I Hacked My Own Web App on Kubernetes
In this article
- The Architecture
- Vulnerability 1: Cross-Site Scripting (XSS)
- How Exploitable Is This Really?
- Proving It
- Why the WAF Didn’t Help
- The Fix
- Vulnerability 2: Prometheus Metrics Exposed to the Internet
- The Fix
- Vulnerability 3: No Authentication
- Options
- The Deeper Lesson: Defence in Depth Requires Testing Every Layer
- Checklist: Securing a Web App on Kubernetes
- Application Level
- Reverse Proxy Level
- Kubernetes Level
- Authentication
- Wrapping Up

You deploy a web app to Kubernetes. It sits behind a reverse proxy with ModSecurity WAF, locked down with NetworkPolicies, running as a non-root user on a read-only filesystem. Feels secure. Then you actually test it and discover you can execute JavaScript in a visitor’s browser, read internal Prometheus metrics from the public internet, and there is no authentication at all.
This is the story of auditing tfplan, a small Flask app that parses Terraform plan output and calculates net infrastructure changes. It runs on a k3s cluster with a layered security architecture, and still had exploitable vulnerabilities.
The Architecture
Before we attack anything, here is what the deployment looks like:
Internet (HTTPS:443)
→ K3s LoadBalancer
→ Reverse Proxy Pod (DMZ namespace, port 8443)
→ NGINX + ModSecurity WAF (OWASP CRS v3)
→ tfplan Service (webapps namespace, port 8080)
→ tfplan Pod (UID 1000, read-only filesystem, drop ALL capabilities)
The security layers in place:
- DMZ isolation.
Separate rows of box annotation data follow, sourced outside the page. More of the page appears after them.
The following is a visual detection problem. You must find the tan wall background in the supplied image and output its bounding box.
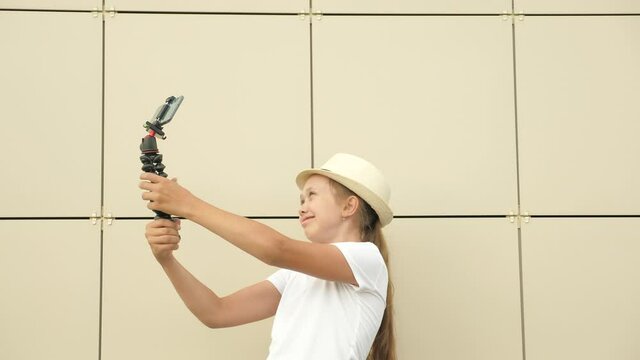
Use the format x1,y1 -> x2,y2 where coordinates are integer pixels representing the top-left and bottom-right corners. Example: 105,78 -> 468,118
0,0 -> 640,360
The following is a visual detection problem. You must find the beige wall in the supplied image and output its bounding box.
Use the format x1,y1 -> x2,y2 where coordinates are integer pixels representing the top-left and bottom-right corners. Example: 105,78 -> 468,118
0,0 -> 640,360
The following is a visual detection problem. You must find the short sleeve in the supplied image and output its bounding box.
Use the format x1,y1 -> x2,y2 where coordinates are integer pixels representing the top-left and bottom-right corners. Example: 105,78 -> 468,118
267,269 -> 291,294
332,242 -> 389,299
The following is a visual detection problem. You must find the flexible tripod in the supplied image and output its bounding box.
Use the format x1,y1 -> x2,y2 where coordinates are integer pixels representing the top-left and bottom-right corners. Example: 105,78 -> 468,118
140,96 -> 184,220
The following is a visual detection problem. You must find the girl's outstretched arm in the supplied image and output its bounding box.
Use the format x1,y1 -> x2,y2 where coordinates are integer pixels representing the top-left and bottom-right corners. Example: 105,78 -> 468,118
140,173 -> 358,285
145,219 -> 280,328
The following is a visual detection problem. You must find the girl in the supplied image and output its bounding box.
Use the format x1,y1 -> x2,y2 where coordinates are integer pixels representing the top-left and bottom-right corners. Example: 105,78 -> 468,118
140,154 -> 396,360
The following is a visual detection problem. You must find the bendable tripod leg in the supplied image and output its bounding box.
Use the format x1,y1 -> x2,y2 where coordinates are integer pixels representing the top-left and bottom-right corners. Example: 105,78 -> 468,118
140,135 -> 173,220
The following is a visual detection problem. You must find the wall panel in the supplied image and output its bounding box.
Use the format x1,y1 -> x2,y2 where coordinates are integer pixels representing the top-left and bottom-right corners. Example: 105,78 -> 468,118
104,14 -> 311,217
515,16 -> 640,215
0,0 -> 102,10
385,219 -> 522,360
0,220 -> 100,360
513,0 -> 640,14
0,11 -> 102,217
313,0 -> 511,14
106,0 -> 309,14
313,17 -> 517,215
522,218 -> 640,360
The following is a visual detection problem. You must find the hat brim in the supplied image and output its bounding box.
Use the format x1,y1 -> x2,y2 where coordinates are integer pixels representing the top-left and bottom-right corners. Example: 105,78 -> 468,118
296,169 -> 393,226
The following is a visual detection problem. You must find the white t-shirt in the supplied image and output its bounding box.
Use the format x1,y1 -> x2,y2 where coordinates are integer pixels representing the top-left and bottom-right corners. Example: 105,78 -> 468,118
267,242 -> 389,360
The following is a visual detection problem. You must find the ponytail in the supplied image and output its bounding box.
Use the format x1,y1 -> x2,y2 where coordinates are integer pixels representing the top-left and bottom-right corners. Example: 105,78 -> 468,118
362,205 -> 397,360
330,179 -> 398,360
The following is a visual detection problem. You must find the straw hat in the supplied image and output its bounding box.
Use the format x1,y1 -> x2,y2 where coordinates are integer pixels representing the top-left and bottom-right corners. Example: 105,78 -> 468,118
296,153 -> 393,226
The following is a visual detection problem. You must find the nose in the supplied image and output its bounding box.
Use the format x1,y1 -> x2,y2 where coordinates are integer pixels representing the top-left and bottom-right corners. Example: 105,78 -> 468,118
298,204 -> 307,216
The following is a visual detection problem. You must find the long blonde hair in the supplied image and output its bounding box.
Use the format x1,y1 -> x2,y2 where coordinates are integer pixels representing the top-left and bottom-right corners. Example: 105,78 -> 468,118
329,179 -> 397,360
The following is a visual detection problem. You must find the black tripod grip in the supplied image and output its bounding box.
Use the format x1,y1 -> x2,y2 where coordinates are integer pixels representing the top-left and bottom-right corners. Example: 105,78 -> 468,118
140,135 -> 173,221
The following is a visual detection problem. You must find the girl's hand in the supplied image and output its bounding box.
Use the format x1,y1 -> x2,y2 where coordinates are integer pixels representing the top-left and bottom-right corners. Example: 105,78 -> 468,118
144,219 -> 180,264
139,172 -> 198,218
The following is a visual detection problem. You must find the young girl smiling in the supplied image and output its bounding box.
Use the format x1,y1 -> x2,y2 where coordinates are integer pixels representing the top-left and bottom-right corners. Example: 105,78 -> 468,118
140,154 -> 396,360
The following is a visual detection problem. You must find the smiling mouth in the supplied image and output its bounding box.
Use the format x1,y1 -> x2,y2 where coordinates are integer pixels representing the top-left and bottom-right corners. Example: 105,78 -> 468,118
300,216 -> 314,225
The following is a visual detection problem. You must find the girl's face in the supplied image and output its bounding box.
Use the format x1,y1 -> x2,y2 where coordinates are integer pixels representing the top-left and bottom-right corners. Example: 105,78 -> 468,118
298,175 -> 343,243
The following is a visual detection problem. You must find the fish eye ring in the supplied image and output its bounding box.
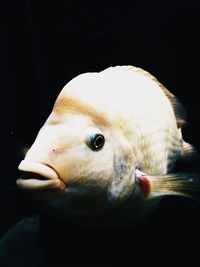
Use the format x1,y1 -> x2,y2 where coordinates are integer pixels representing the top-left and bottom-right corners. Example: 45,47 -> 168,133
87,134 -> 105,151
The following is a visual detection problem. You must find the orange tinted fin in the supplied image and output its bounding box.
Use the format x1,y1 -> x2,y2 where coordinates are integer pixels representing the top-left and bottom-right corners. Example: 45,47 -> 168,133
181,141 -> 199,162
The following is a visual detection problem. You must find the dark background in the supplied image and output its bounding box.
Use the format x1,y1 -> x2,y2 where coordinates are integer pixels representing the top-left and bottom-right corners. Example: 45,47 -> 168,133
0,0 -> 200,266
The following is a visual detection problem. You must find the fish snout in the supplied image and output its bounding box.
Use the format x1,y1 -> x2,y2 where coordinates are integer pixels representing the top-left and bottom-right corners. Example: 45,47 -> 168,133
135,169 -> 152,197
17,160 -> 65,189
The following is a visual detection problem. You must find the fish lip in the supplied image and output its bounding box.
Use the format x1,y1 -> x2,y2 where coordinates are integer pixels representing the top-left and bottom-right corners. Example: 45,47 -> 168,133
135,174 -> 152,197
17,160 -> 65,189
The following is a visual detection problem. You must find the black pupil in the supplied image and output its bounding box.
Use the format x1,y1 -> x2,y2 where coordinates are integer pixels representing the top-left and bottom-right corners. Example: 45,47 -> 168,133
94,135 -> 104,148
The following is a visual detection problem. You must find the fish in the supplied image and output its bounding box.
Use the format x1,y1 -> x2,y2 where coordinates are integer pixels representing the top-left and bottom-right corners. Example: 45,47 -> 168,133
17,65 -> 200,228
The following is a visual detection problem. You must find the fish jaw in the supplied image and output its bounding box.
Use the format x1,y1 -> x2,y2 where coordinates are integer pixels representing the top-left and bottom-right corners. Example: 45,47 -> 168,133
17,160 -> 65,190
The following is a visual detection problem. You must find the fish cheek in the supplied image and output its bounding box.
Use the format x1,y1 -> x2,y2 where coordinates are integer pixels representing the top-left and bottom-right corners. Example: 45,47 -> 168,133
109,147 -> 135,203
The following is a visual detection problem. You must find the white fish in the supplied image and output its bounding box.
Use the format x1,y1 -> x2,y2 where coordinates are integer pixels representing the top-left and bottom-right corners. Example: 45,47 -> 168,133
17,66 -> 199,227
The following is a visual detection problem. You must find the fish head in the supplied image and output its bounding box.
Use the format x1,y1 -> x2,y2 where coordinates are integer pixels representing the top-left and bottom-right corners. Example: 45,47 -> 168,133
17,73 -> 141,224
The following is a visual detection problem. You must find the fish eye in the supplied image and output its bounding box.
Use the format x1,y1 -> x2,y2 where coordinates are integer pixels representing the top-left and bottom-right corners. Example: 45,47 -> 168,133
87,134 -> 105,151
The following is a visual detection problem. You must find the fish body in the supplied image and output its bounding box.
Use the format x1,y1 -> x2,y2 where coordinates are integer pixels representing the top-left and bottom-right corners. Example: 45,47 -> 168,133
17,66 -> 198,227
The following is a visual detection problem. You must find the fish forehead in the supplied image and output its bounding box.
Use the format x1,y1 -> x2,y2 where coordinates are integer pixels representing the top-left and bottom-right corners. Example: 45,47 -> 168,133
54,68 -> 171,125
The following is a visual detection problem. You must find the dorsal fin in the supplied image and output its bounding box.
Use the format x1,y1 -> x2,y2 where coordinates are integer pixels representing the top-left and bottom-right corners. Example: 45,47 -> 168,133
128,66 -> 187,128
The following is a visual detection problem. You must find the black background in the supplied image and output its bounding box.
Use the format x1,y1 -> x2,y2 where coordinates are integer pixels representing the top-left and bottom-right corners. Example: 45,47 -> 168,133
0,0 -> 200,266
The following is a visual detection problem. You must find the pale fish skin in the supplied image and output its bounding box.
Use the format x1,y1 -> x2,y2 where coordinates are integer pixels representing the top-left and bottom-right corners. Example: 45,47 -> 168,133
17,66 -> 197,228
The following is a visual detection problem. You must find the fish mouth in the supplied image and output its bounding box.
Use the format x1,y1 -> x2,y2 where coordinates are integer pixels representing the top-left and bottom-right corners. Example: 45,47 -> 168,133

The reverse proxy runs in a dedicated
dmznamespace, separate from application workloads. - NetworkPolicies. Default deny in both namespaces, with explicit allow rules for reverse-proxy → tfplan and prometheus → tfplan.
- ModSecurity WAF. OWASP Core Rule Set v3 with anomaly scoring.
- GeoIP blocking. Only traffic from BE, NL, LU, DE is allowed.
- Pod security. Non-root user, read-only root filesystem, all capabilities dropped.
- TLS termination. At the reverse proxy with TLSv1.2+ only.
On paper, this is solid. In practice, three issues made it through.
Vulnerability 1: Cross-Site Scripting (XSS)
The app accepts Terraform plan text via a POST endpoint and returns HTML-formatted analysis results. The problem: user-supplied values are injected directly into the HTML response without escaping.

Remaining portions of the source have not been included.